00:23:54.400 Now, let’s talk about atomic behavior. Atomic operations are executed completely or not at all, ensuring consistency in your code. Many tools, like databases, utilize atomic transactions to prevent inconsistent states. Unfortunately, most operations in Ruby are not atomic, as Ruby can switch threads at almost any point, even mid-operation. For example, if you are modifying multiple variables in the same method, other threads might interject, causing unexpectedly inconsistent behavior.
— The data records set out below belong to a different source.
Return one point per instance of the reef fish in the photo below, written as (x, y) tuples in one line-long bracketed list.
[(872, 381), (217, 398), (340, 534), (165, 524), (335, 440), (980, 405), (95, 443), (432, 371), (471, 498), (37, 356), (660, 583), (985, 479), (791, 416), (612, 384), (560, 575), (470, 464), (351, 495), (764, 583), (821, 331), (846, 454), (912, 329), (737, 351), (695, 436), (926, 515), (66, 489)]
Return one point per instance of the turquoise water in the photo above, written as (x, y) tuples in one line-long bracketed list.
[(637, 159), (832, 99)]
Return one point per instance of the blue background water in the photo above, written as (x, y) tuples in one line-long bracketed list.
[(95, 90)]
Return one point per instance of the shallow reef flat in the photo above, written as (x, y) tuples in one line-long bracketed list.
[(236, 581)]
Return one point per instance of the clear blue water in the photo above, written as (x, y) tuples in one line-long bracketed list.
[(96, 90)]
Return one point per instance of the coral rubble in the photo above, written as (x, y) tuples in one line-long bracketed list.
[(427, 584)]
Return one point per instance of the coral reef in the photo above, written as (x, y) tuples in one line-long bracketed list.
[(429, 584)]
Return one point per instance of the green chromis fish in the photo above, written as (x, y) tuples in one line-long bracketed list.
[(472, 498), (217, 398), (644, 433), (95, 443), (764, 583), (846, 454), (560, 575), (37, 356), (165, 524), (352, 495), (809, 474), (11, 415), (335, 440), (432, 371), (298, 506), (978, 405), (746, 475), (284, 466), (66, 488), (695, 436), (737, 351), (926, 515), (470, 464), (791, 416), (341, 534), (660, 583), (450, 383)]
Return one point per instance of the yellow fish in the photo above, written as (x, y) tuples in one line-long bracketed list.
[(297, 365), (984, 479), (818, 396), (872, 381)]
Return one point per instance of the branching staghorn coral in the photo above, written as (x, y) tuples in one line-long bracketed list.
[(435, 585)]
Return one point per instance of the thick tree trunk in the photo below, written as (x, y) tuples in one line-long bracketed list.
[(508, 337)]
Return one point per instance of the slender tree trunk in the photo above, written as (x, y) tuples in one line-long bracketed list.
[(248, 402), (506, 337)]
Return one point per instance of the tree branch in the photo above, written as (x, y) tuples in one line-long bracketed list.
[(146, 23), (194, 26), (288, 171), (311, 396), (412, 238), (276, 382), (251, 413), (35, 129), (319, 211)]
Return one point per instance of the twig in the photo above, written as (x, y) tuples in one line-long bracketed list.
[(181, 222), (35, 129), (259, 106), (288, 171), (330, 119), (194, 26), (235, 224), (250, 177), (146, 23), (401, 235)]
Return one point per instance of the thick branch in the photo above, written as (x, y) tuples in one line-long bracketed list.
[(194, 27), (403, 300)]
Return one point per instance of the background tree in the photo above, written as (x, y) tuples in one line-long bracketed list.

00:25:11.520 Gotcha number five: Resolving race conditions can be difficult, especially if you have tasks that rely on a shared resource. For example, if you create a database client instance in a multithreaded environment, you could inadvertently end up with multiple database client instances. This can lead to excessive open connections, which can exhaust your limits, leading to application failures. It's essential to wrap your client initialization with a mutex to prevent concurrent creation.
00:27:32.400 You must ensure that all threads use the same mutex instance, thus controlling access to the resource. In cases where you initialize the mutex within each thread incorrectly, you’ll find that you again run into the risk of multiple threads creating resources you did not intend.
00:28:41.840 As a note, avoid using lazy-loaded or on-demand loading of classes in multithreaded contexts. When threads access classes or modules that may not yet be fully loaded, it can lead to undefined methods being called upon incomplete classes. This can create perplexing errors during execution because the call may seem valid at first glance.
00:29:59.680 As we recap, remember that Ruby can switch threads at any point. Thus, when writing concurrent code, it's critical to account for potential context switching unless you’re only dealing with independent threads. If you are sharing state or variables, you must ensure you are taking the necessary precautions to manage shared states.
00:31:04.920 If possible, avoid mutable objects being shared across threads, but when needed, use the tools Ruby provides. As mentioned, the Mutex, Queue, and Sized Queue are great for ensuring safe operations. Additionally, the Concurrent Ruby gem is incredibly valuable, offering atomic classes and thread pools to manage threads efficiently. It works well across different implementations, including JRuby and Truffle Ruby.
00:32:43.560 Don't be afraid of concurrency; just approach it with caution and use the appropriate tools. I encourage you to have fun with it, experiment with it, and hopefully, this talk has given you essential insights into the potential challenges and clever solutions to implement concurrency effectively in Ruby.
00:34:00.160 Thank you very much for your attention today! If you’d like to find more about my work, feel free to check out my blog. If you have any questions, don’t hesitate to reach out!
00:38:01.240 Lunch is happening right now. Thank you for being part of the first half of this day, and make sure to catch up with others to discuss Ruby!